On a hot day, you turn on your air conditioner to keep cool. But what do you do on a particularly humid day? Turn on your air conditioner! When you feel affected by humidity, it’s because your body cannot evaporate sweat effectively when there is moisture in the air. Luckily, your air conditioner can remove both heat and moisture from the air in your home on those hot, sticky days in St. Augustine.
To understand how air conditioners control humidity, it helps to know more about the process of heat removal. Air conditioners do not actually create any cool air. Rather, they cool your home via the process of heat exchange. The indoor portion of an AC removes heat from your home, and it is released outside.
At the outdoor condenser unit of your AC, heat is released from the refrigerant as it changes into a high-pressure gas. Inside, at the evaporator coil, refrigerant condenses into a liquid. Here, the refrigerant absorbs heat from the home as an indoor blower fan sucks in warm air and blows it over the cold coil. The coil cools the air, and the blower fan sends it through the ducts.
When you pour a glass of ice water on a warm day, moisture forms outside of the glass as condensation. Similarly, as indoor air blows over the cold evaporator coil, water droplets form along the coil. The water then drips into the condensate pan, a shallow tray underneath the evaporator, and flows outdoors via a condensate drain.

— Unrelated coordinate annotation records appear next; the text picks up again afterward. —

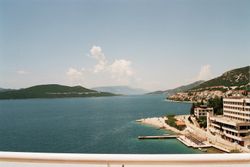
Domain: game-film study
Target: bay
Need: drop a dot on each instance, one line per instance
(87, 125)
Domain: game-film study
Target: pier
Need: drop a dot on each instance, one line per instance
(158, 137)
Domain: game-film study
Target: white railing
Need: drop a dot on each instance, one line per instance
(15, 159)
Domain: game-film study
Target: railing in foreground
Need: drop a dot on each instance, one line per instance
(20, 159)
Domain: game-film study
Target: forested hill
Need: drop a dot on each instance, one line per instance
(52, 91)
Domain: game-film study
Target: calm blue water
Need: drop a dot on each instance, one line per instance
(87, 125)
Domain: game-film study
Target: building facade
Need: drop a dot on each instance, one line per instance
(234, 124)
(202, 111)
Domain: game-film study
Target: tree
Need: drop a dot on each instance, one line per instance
(192, 109)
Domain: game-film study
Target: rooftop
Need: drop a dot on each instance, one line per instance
(229, 121)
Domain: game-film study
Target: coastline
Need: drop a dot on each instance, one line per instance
(183, 136)
(175, 101)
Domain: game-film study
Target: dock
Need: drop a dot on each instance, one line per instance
(158, 137)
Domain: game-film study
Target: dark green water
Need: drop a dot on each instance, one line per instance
(87, 125)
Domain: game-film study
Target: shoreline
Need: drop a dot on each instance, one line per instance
(159, 122)
(175, 101)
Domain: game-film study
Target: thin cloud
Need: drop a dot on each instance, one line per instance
(74, 74)
(22, 72)
(205, 73)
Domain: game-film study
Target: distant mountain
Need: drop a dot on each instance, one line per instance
(123, 90)
(51, 91)
(179, 89)
(231, 83)
(237, 78)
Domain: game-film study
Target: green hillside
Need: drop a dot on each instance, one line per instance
(237, 77)
(51, 91)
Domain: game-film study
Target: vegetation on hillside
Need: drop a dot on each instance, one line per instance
(235, 77)
(51, 91)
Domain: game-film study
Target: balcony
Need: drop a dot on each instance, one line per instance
(14, 159)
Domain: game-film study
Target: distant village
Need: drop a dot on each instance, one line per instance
(205, 95)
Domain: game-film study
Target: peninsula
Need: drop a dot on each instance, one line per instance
(52, 91)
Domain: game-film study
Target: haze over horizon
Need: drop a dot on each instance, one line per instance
(154, 45)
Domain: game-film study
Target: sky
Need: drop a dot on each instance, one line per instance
(149, 44)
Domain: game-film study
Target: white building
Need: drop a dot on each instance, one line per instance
(234, 124)
(202, 111)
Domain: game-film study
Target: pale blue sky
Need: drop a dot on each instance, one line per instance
(153, 44)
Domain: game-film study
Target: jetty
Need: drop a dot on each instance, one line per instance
(159, 137)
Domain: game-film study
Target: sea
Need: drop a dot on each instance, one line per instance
(105, 125)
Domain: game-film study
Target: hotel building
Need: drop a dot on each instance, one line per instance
(202, 111)
(234, 124)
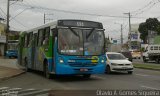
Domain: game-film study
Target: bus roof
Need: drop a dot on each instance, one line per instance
(55, 23)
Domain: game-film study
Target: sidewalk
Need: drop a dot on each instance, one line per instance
(8, 68)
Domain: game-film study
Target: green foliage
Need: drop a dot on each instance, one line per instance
(150, 24)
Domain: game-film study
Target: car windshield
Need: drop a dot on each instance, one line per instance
(116, 56)
(80, 41)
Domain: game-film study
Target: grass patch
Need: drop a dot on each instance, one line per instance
(147, 66)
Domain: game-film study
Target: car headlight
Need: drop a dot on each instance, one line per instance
(114, 64)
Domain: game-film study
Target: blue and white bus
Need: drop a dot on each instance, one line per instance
(64, 47)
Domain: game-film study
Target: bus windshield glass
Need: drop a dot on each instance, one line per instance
(81, 41)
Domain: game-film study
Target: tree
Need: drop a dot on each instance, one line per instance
(150, 24)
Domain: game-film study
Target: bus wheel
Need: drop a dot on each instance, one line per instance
(46, 71)
(87, 75)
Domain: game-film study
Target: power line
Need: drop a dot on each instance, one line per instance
(72, 12)
(147, 7)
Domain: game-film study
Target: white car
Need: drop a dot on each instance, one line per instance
(116, 62)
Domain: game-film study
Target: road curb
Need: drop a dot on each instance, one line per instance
(148, 68)
(8, 77)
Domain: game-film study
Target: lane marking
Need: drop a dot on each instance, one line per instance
(141, 75)
(150, 87)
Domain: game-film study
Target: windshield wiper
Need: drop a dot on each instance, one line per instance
(74, 32)
(90, 33)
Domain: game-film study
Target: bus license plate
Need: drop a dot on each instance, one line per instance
(83, 70)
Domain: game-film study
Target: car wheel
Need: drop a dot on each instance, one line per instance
(108, 70)
(46, 71)
(130, 72)
(87, 75)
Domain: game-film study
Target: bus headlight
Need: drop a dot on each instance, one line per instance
(61, 61)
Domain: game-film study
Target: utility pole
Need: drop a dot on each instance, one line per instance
(45, 18)
(129, 33)
(7, 29)
(121, 34)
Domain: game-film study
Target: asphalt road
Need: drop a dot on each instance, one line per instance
(140, 79)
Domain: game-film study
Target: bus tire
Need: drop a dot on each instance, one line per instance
(86, 75)
(46, 71)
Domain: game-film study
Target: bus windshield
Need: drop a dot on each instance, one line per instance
(80, 41)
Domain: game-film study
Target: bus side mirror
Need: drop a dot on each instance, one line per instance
(55, 32)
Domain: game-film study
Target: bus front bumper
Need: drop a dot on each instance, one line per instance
(68, 70)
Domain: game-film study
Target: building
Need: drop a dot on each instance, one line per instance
(12, 35)
(2, 38)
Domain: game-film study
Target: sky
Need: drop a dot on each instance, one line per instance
(28, 14)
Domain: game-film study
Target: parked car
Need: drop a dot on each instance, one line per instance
(128, 55)
(11, 53)
(117, 62)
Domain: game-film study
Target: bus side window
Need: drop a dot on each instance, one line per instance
(46, 36)
(40, 37)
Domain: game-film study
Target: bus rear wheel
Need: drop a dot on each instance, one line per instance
(46, 71)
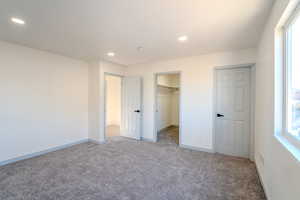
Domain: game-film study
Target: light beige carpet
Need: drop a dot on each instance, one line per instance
(124, 169)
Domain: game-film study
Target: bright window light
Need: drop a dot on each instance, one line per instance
(111, 54)
(183, 38)
(292, 83)
(17, 21)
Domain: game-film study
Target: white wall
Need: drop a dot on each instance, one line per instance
(113, 100)
(280, 171)
(97, 71)
(43, 100)
(196, 93)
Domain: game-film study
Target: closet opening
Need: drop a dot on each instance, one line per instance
(167, 108)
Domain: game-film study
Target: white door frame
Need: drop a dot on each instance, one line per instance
(251, 66)
(105, 97)
(155, 133)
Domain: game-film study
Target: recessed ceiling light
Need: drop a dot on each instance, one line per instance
(17, 21)
(111, 54)
(183, 38)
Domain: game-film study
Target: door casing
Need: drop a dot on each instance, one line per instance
(105, 97)
(155, 103)
(251, 66)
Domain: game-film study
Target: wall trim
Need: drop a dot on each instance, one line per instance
(261, 180)
(32, 155)
(148, 140)
(155, 75)
(96, 141)
(196, 148)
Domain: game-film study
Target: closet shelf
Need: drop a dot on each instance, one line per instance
(168, 87)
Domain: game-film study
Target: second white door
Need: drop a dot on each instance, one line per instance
(131, 107)
(233, 112)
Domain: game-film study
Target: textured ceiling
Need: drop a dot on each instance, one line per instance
(88, 29)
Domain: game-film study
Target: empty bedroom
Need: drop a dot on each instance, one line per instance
(150, 100)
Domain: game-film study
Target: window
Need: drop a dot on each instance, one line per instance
(292, 77)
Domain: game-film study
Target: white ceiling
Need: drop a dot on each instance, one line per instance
(88, 29)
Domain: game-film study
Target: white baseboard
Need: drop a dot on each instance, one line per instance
(147, 140)
(261, 180)
(9, 161)
(196, 148)
(96, 141)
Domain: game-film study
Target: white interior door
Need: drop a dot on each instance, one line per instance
(131, 107)
(233, 112)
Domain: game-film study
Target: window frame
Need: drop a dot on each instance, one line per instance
(294, 140)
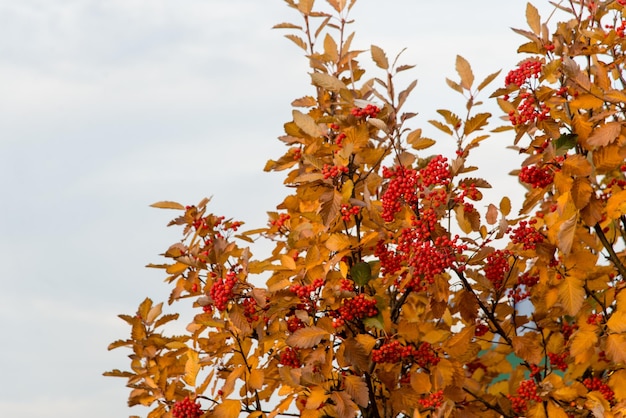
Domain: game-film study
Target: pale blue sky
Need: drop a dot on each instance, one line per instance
(108, 106)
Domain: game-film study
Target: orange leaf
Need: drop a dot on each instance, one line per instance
(465, 72)
(168, 205)
(604, 135)
(229, 408)
(307, 337)
(379, 57)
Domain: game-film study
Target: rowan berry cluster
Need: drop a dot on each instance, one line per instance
(596, 384)
(250, 309)
(348, 211)
(290, 358)
(393, 351)
(526, 70)
(186, 408)
(368, 111)
(558, 361)
(354, 309)
(595, 319)
(305, 291)
(222, 290)
(529, 110)
(401, 189)
(522, 289)
(294, 323)
(497, 267)
(432, 401)
(436, 173)
(526, 234)
(537, 176)
(333, 171)
(527, 391)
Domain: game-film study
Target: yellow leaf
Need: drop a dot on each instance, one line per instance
(505, 206)
(229, 408)
(576, 165)
(357, 389)
(492, 214)
(533, 19)
(327, 82)
(330, 48)
(192, 367)
(617, 321)
(616, 206)
(555, 411)
(604, 135)
(177, 268)
(571, 294)
(317, 396)
(420, 382)
(465, 72)
(337, 242)
(307, 124)
(566, 234)
(617, 381)
(379, 57)
(154, 312)
(168, 205)
(256, 379)
(306, 337)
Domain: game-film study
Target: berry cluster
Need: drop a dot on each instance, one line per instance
(434, 400)
(333, 171)
(526, 235)
(354, 309)
(558, 361)
(400, 189)
(393, 351)
(529, 110)
(280, 222)
(186, 408)
(497, 267)
(436, 172)
(289, 357)
(526, 70)
(304, 291)
(527, 391)
(348, 211)
(222, 290)
(294, 323)
(537, 176)
(595, 383)
(369, 110)
(522, 289)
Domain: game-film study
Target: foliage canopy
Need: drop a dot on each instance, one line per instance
(388, 292)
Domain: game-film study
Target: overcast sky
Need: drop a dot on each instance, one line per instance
(107, 106)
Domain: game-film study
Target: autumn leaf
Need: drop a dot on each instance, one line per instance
(229, 408)
(465, 72)
(307, 337)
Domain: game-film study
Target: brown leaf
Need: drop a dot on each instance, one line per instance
(533, 19)
(465, 72)
(327, 82)
(379, 57)
(229, 408)
(357, 389)
(604, 135)
(307, 337)
(167, 205)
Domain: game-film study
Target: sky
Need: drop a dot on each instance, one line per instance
(109, 106)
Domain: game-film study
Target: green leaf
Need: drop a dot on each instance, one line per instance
(361, 273)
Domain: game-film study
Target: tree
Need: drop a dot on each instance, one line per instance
(388, 293)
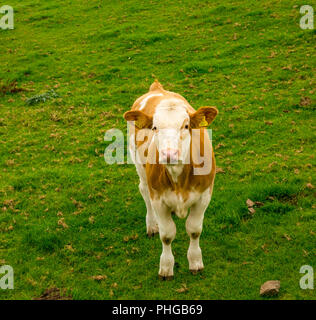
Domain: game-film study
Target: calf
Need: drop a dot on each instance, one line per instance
(175, 162)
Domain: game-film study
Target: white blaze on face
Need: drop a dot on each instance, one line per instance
(171, 135)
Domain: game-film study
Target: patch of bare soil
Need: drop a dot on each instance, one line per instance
(53, 294)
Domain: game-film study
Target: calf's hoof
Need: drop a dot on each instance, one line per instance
(164, 278)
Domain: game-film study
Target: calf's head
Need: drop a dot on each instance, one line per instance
(172, 127)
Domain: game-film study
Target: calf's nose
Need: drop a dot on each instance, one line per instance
(170, 155)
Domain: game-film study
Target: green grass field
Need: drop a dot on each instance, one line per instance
(67, 217)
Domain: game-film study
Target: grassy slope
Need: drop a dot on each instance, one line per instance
(100, 57)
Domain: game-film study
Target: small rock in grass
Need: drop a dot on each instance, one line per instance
(250, 203)
(270, 288)
(251, 210)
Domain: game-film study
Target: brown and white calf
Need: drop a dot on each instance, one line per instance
(176, 167)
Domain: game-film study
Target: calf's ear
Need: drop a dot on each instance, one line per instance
(141, 119)
(203, 117)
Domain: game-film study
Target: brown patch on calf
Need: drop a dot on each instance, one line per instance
(158, 177)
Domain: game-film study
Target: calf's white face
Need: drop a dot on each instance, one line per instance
(171, 131)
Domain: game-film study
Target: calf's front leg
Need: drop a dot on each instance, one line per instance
(167, 233)
(194, 226)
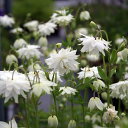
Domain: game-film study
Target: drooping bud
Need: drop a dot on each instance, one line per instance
(11, 59)
(52, 121)
(72, 124)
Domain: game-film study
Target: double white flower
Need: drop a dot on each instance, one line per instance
(93, 45)
(63, 61)
(47, 29)
(62, 18)
(88, 72)
(6, 21)
(28, 52)
(13, 84)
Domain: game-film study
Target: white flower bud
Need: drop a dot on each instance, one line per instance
(95, 102)
(85, 15)
(104, 95)
(72, 124)
(53, 121)
(43, 42)
(20, 43)
(58, 45)
(11, 59)
(98, 84)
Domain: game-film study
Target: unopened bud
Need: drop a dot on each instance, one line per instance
(52, 121)
(58, 45)
(93, 24)
(72, 124)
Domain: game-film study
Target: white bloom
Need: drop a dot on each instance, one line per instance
(34, 67)
(29, 52)
(57, 77)
(12, 124)
(98, 84)
(43, 42)
(47, 29)
(88, 72)
(110, 115)
(68, 91)
(120, 89)
(94, 45)
(63, 61)
(123, 55)
(6, 21)
(80, 31)
(85, 15)
(32, 25)
(118, 41)
(20, 43)
(13, 86)
(92, 58)
(95, 102)
(16, 30)
(52, 121)
(42, 87)
(11, 59)
(62, 18)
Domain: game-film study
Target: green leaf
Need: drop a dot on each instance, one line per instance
(102, 73)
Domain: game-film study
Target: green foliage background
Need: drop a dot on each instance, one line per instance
(39, 9)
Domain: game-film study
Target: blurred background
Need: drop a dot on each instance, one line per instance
(112, 15)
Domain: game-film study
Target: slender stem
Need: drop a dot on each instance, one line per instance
(55, 105)
(27, 115)
(83, 114)
(72, 108)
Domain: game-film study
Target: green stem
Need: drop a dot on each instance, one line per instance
(55, 105)
(83, 114)
(26, 115)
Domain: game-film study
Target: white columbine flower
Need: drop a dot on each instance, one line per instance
(110, 115)
(12, 124)
(20, 43)
(62, 18)
(11, 59)
(6, 21)
(29, 52)
(85, 15)
(56, 76)
(13, 84)
(119, 90)
(63, 61)
(98, 84)
(68, 91)
(123, 55)
(16, 30)
(43, 87)
(32, 25)
(94, 45)
(88, 72)
(94, 103)
(47, 29)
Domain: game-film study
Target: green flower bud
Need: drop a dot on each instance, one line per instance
(58, 45)
(43, 42)
(72, 124)
(52, 121)
(93, 24)
(104, 95)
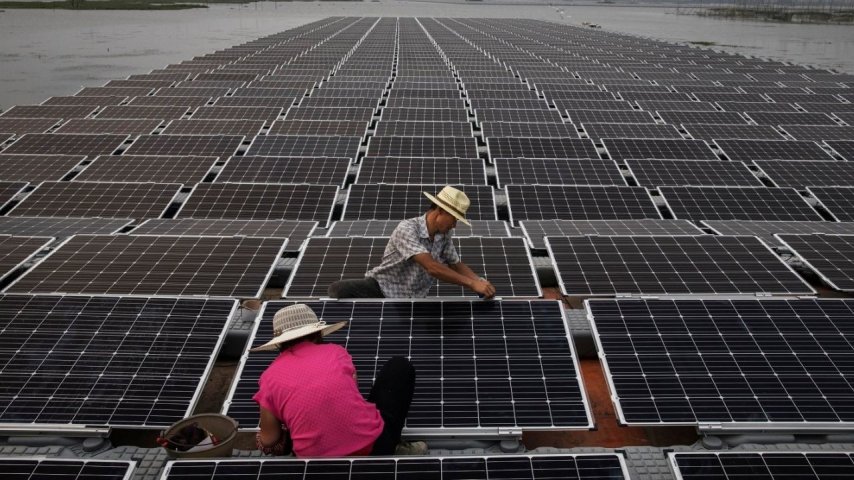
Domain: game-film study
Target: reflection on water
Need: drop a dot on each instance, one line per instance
(48, 53)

Sometimes, this system can run into problems. If there isn’t enough airflow over the coil, the water outside of the evaporator may freeze. Additionally, water leakage is one of the most common reasons homeowners call for air conditioning repair. A clogged drain may cause water to leak into the home, or the water may back up and flow into the air conditioning system. The best way to prevent such problems is by scheduling maintenance with a technician at least once a year.